A frase não é mistério, é realidade. O atacante, que chegou com status de craque do Atlético-MG, virou uma incógnita médica. Abel admitiu que só conseguiu contar com ele por “15 minutos” de alto nível antes de o problema físico cobrar o preço.
O Drama da Tíbia: Por que a Demora no Palmeiras?
Paulinho carrega um problema crônico desde os tempos de Galo: uma fratura por estresse na tíbia (canela).
- A Cirurgia: Após o Mundial de Clubes, o Palmeiras decidiu operar para fixar o osso e fazer enxerto, visando resolver a dor de vez.
- O Processo: O clube adotou a estratégia de “risco zero”. Não há prazo, não há pressa. O objetivo é recuperar o atleta plenamente para honrar o contrato longo (até 2029), mesmo que isso signifique perder o início de 2026.
O Peso de R$ 150 Milhões vindos do Atlético-MG

A sinceridade de Abel pesa porque o investimento foi colossal.
- Compra: Cerca de R$ 115,8 milhões (apenas direitos econômicos).
- Pacote Total: Com luvas e comissões, a operação supera R$ 150 milhões. Ter um ativo desse tamanho parado no estaleiro gera ansiedade na arquibancada e pressão na diretoria. Abel tenta tirar o foco, citando a chegada de Jhon Arias como nova solução, mas o buraco deixado por Paulinho (agressividade e gol) ainda é visível.
Evolução Tímida
Nos bastidores, a informação é de que Paulinho evolui bem clinicamente e já faz trabalhos de carga. Mas “evoluir” não é “jogar”. O Palmeiras blindou o atleta. Ele só volta quando estiver 100%, sem dores e com força muscular para suportar a intensidade exigida por Abel. Pular etapas agora seria jogar dinheiro no lixo.
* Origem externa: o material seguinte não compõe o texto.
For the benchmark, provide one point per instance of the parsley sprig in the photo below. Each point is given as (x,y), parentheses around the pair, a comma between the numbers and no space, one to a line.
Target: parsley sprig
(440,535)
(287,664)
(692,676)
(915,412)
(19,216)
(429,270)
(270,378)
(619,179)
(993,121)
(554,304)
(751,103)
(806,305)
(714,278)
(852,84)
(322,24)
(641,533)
O Palmeiras está certo em não apressar Paulinho, mas a torcida tem direito de se preocupar. Contratar um jogador lesionado (ou com histórico recente grave) por R$ 150 milhões é um risco de mercado que Leila Pereira assumiu.
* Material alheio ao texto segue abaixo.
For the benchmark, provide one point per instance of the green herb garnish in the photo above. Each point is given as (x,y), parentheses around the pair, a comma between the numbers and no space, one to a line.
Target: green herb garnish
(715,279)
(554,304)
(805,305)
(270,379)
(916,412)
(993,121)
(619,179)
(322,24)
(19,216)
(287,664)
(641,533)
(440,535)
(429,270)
Abel Ferreira, ao dizer “não sei”, protege a si mesmo e ao departamento médico. Ele tira a responsabilidade de cravar uma data que pode não se cumprir. Se Paulinho voltar inteiro no segundo semestre e decidir títulos, o drama será esquecido. Se a recuperação se arrastar e virar uma nova novela “Ramires” ou “Jorge”, a contratação mais cara da história pode virar também a maior dor de cabeça.